Identity Crisis...HELP!!

Rachel_T
on 2/19/05 4:08 am - KS
Hi Amos Family! I am going through a weird time...I have lost 127 pounds in 6 1/2 months so that part is going well and I feel wonderful. However I am weirding out on the fact that so many people don't recognize me any more. I mean I literally avoid people who I recognize and that I haven't seen in a while because I know they won't know who I am. I feel like a real whiner, but it is a serious issue that I am having. I am also weary of the "new Rachel" comments. IT'S STILL ME FOLKS, only slimmer. Anyone else having an identity crisis? My bariatric coordinator (who had the surgery 2 1/2 years ago) told me that we will all go through some really weird mental crap eventually. She also said that we premenopausal women will at some point go through estrogen hell where we want to be left alone and are much less tolerant of things and people. Well sister, I think I am there now. My poor dear hubby must wonder what is up!! Please let me know if you can relate to any or all of these issues. I need some support. Thanks Much & God Bless, Rachel T.
Debra F.
on 2/19/05 10:04 am - Houston, TX
Hi Rachel.... I am in the same boat right now about the hubby part.. no sex drive what so ever... I really hate it... now that I have lost weight I would think I would want to all the time but NOPE.... I dont think I have changed that much look wise... just smaller in body size... I was in 18/20 and now I can wear 8's, 10's or 12's depends on the clothes... Good luck Debra
bmore
on 2/23/05 1:39 pm - 'Chesterfield, Mo
Hijack.........Boy Debra, I thought it was just me. : Everyone else seems to be feeling the opposite.

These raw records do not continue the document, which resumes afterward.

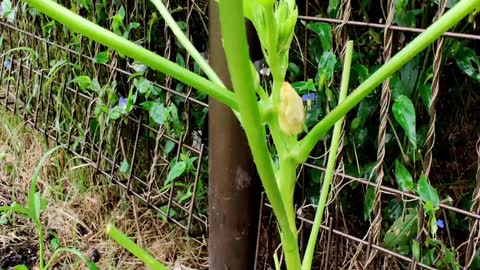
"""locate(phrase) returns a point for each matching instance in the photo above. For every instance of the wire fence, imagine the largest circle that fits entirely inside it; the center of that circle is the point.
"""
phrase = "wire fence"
(38, 83)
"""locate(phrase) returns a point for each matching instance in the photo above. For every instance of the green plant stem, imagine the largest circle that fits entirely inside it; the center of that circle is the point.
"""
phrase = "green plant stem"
(332, 158)
(132, 50)
(235, 44)
(448, 20)
(133, 248)
(182, 38)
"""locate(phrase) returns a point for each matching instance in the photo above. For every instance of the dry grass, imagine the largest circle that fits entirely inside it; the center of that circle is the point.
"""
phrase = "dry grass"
(79, 208)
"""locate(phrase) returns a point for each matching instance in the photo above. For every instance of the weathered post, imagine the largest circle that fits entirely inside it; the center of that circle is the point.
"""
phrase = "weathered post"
(233, 191)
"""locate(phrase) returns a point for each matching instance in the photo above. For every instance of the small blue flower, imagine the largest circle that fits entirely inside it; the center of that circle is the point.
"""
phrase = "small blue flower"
(440, 224)
(309, 97)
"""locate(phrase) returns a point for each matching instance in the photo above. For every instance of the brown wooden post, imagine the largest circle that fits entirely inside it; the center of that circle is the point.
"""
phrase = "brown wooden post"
(233, 191)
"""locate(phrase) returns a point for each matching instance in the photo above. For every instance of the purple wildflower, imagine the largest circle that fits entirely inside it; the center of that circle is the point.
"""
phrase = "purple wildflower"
(7, 64)
(440, 223)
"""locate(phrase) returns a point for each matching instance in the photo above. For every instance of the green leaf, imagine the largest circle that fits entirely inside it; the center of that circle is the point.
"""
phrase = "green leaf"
(157, 113)
(38, 204)
(90, 265)
(177, 170)
(403, 177)
(17, 208)
(54, 243)
(124, 166)
(101, 58)
(426, 192)
(326, 65)
(304, 87)
(333, 5)
(33, 202)
(402, 230)
(404, 113)
(323, 30)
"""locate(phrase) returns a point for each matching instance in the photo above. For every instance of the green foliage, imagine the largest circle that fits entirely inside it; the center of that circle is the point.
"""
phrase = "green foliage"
(35, 205)
(404, 113)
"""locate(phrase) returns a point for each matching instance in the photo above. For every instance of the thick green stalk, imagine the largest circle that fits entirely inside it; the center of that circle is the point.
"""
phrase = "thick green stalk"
(132, 50)
(332, 157)
(288, 178)
(451, 18)
(133, 248)
(183, 39)
(235, 44)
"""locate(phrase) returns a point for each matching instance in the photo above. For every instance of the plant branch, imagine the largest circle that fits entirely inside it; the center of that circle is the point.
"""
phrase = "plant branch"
(133, 248)
(451, 18)
(132, 50)
(332, 158)
(235, 44)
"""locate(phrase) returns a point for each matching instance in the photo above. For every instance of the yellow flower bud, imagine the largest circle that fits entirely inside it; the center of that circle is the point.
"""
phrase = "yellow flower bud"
(291, 114)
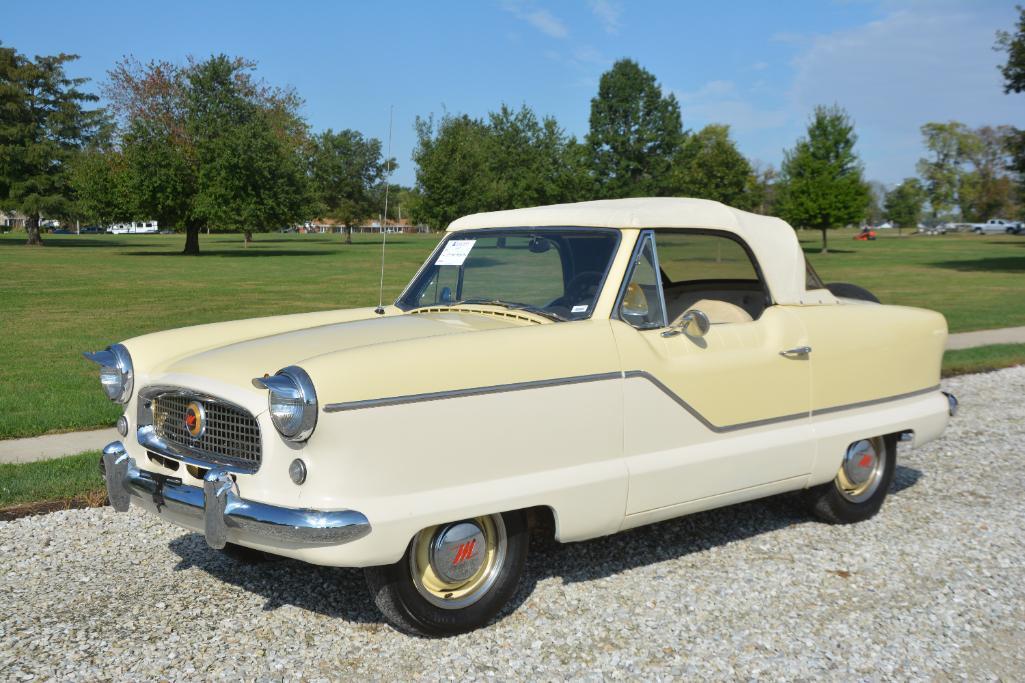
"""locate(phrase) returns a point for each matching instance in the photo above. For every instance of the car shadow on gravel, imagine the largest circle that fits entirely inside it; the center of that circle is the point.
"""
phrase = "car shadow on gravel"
(334, 592)
(341, 593)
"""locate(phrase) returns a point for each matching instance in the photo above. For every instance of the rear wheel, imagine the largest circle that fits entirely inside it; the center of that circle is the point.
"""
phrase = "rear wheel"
(861, 484)
(454, 577)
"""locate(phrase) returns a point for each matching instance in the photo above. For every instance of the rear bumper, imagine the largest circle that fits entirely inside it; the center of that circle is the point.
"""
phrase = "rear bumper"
(220, 513)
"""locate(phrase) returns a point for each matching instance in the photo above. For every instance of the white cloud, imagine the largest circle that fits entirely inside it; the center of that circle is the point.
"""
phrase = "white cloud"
(722, 102)
(931, 63)
(540, 18)
(608, 13)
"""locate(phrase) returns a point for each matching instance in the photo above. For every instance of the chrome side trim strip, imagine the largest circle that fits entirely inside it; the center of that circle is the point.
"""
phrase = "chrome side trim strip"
(701, 418)
(476, 391)
(601, 376)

Even if I showed this to DH, he wouldn't find it comforting. I'm at wits end. My surgeon's nurse said we go through some big time hormonal changes because of the fast drop in weight. I'll say!!
Karen C.
on 2/20/05 6:10 pm - Indianapolis, IN
Rachel, I am 95 pounds down and I know what you mean. People still recognize me but they are always making super personal comments and I feel like I MUST be gracious and accept them as compliments when under normal cir****tances they would be just plain rude. I also have observed the horrible difference in the way people treat FAT people as opposed to overweight people. It is cruel. I was literally invisible before and now people can see me. Sometimes it is a little scarey, I got used to hiding behind the weight. Fat prejudice is one of the nastiest behaviors I have observed. On the other hand, it is kind of fun to be acknowledged for my efforts unexpectedly. For example, I swim laps at the gym. Always before I was completely dismissed by the "hard bodies", but the last two times I have been, a young person has greeted me in a collegial fashion, as if to say that we were both working on the same goals. Amazing how such little things can make a person feel like she has entered back into life again. We have escaped the prison, with the help of God, never to return!